Hasan Hanafi (2023), dalam bukunya "Jamaludin al-Afghaniy", mengatakan, "wa bi istiqra-il afradi was syu'ubi tujadu na'ratun lil jinsi wat ta'asshubu lahu, wa lakinnahu laisa minas tsawabiti fi thab'iatil basyariyati bal minal 'awaridhiha" (hlm. 152).

Membaca karakter setiap individu manusia maupun bangsa-bangsa di dunia, terlihat adanya kecintaan dan fanatisme pada diri sendiri. Tetapi, fanatisme semacam itu bukan perkara pasti dan tetap (tsawabit) melainkan hanya sebatas gejala atau simtom (awaridh) yang pasti selalu berubah-ubah. 

Berdasarkan sudut pandang Hasan Hanafi ini, penggalangan suara Nahdliyyin untuk mendukung PKB pada Pemilu tahun 1999, termasuk yang dilakukan Kiai Said pada Pemilu 2019, bukan tsawabit. Buktinya, Gus Yahya melarang pengurus PBNU menggalang suara warga NU untuk kepentingan PKB semata. Peristiwa ini adalah ‘Awaridh. Bukan Tsawabit.

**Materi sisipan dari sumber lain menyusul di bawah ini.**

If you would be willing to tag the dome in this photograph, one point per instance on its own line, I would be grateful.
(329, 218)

Satu-satunya yang bisa disebut Tsawabit adalah fakta bahwa Gus Yahya maupun Kiai Said adalah tokoh-tokoh NU, yang sama-sama menjadi panutan umat masing-masing. Karena mereka berdua adalah pemimpin-pemimpin NU, maka sudah selayaknya ada upaya-upaya yang disebut oleh Hasan Hanafi sebagai “al-ukhuwah al-islamiah” dalam rangka menjemput “al-wahdah al-islamiah”. 

Hasan Hanafi mengatakan bahwa "al-wahdatu al-Islamiatu fa innaha taqumu 'alal ukhuwatid diniyati." Terciptanya persatuan umat muslim harus dibangun di atas persaudaraan keagamaan (hlm. 152). Tawaran Hasan Hanafi ini jauh lebih fungsional untuk kepentingan menyatukan kembali warga NU yang terlanjur retak dan terbelah di tingkat akar rumput.

Di masa depan, sudah tidak perlu lagi ada dikotomi antara warga NU aliran Kiai Said  versus NU aliran Gus Yahya, Gusdurian ala Muhaimin Iskandar versus Gusdurian ala Yenny Wahid.

Dikotomi semacam ini hanya dipahami oleh elite, tetapi berbahaya di akar rumput. Di masa depan hanya ada Satu, yaitu: Satu NU, Satu Gusdurian.